I have a kernel implemented in two ways (with same block/grid size, input, compiler flags, etc., called at the same place in a program):
__global__ void k1(const St* __restrict__ p0, ...other params) {
const int* __restrict__ p1 = p0->p1;
const int* __restrict__ p2 = p0->p2;
const int* __restrict__ p3 = p0->p3;
// and 8 more lines like this from p4 to p11
// same calculation code
}
__global__ void k2(const int* __restrict__ p1, const int* __restrict__ p2,
..., const int* __restrict__ p11, ...other params) {
// same calculation code
}
The compiler used 64 registers for k1 and 40 registers for k2. To my surprise, k1 is consistently 30% faster than k2.
To explain the difference in the register counts, does it mean, at least in this case (CUDA 10.1 / sm_60), the kernel arguments are less likely to (or simply aren’t) copied to registers?
And does it make a difference when it comes to accessing global device memory in these two different ways? If not, what else might be the reason for the 30% difference in the performance?
The code is actually quite complex and I don’t think it’s a good idea to post the whole kernel when it’s not gonna be really helpful. I understand that without the code, it’s difficult to say what the real issue is. Therefore, I intended to ask a few general questions here.
One question is, in general, is there a difference in reading global data array via a pointer in the arguments vs. via a pointer stored in the register? I am not an expert but I would assume they should be quite close.
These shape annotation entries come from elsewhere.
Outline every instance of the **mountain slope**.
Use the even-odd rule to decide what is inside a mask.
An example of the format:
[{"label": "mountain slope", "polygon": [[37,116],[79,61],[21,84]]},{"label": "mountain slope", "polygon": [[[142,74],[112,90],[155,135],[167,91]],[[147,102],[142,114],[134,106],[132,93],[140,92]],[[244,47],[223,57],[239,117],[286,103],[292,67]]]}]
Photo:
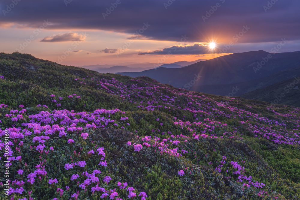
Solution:
[{"label": "mountain slope", "polygon": [[179,65],[178,64],[164,64],[160,65],[159,67],[155,67],[154,69],[157,69],[158,68],[159,68],[160,67],[165,67],[165,68],[172,68],[173,69],[175,69],[176,68],[181,68],[182,67],[183,67],[183,66]]},{"label": "mountain slope", "polygon": [[296,76],[244,94],[240,96],[248,99],[300,107],[299,77]]},{"label": "mountain slope", "polygon": [[300,109],[19,53],[0,77],[9,198],[300,199]]},{"label": "mountain slope", "polygon": [[[254,67],[257,68],[258,62],[261,62],[263,58],[267,58],[269,55],[271,58],[256,73]],[[161,68],[120,74],[132,77],[146,76],[163,83],[187,89],[188,87],[185,86],[189,83],[196,86],[241,82],[299,66],[300,52],[270,54],[259,51],[224,56],[179,69]],[[197,79],[200,76],[201,78]],[[194,79],[197,80],[195,82],[193,80]]]}]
Based on this assumption and the fact that the rest of the codes in two kernels are identical, I can only come to a conclusion that, for this case, although larger register count decreased the max. occupancy, the kernel has been further optimized with more registers available. I have also learned that higher occupancy has never guaranteed better performance.
If using more registers in the kernel can potentially increase the performance, I wonder if there are any flags or attributes I can set the min. register count for the kernel. I know “maxregcount” and launch bounds are available to limit the register count btw.
is there a difference in reading global data array via a pointer in the arguments vs. via a pointer stored in the register?
I can’t think of a reason why this would be true. But best way to find out is look at the SASS code.
cuobjdump <executable> -sass
It’s possible that one kernel has too many registers and is spilling into local memory. Local memory is stored in global and will impact performance. You can set the -warn-spills and -warn-lmem-usage flag during compile to check.
I think the best thing for you to do is profile your code using Nsight Compute. You can compare kernels side-by-side as well. If you turn on -lineinfo, you can also select a particular line number and see the compiled SASS for that line. This might help answer your first question.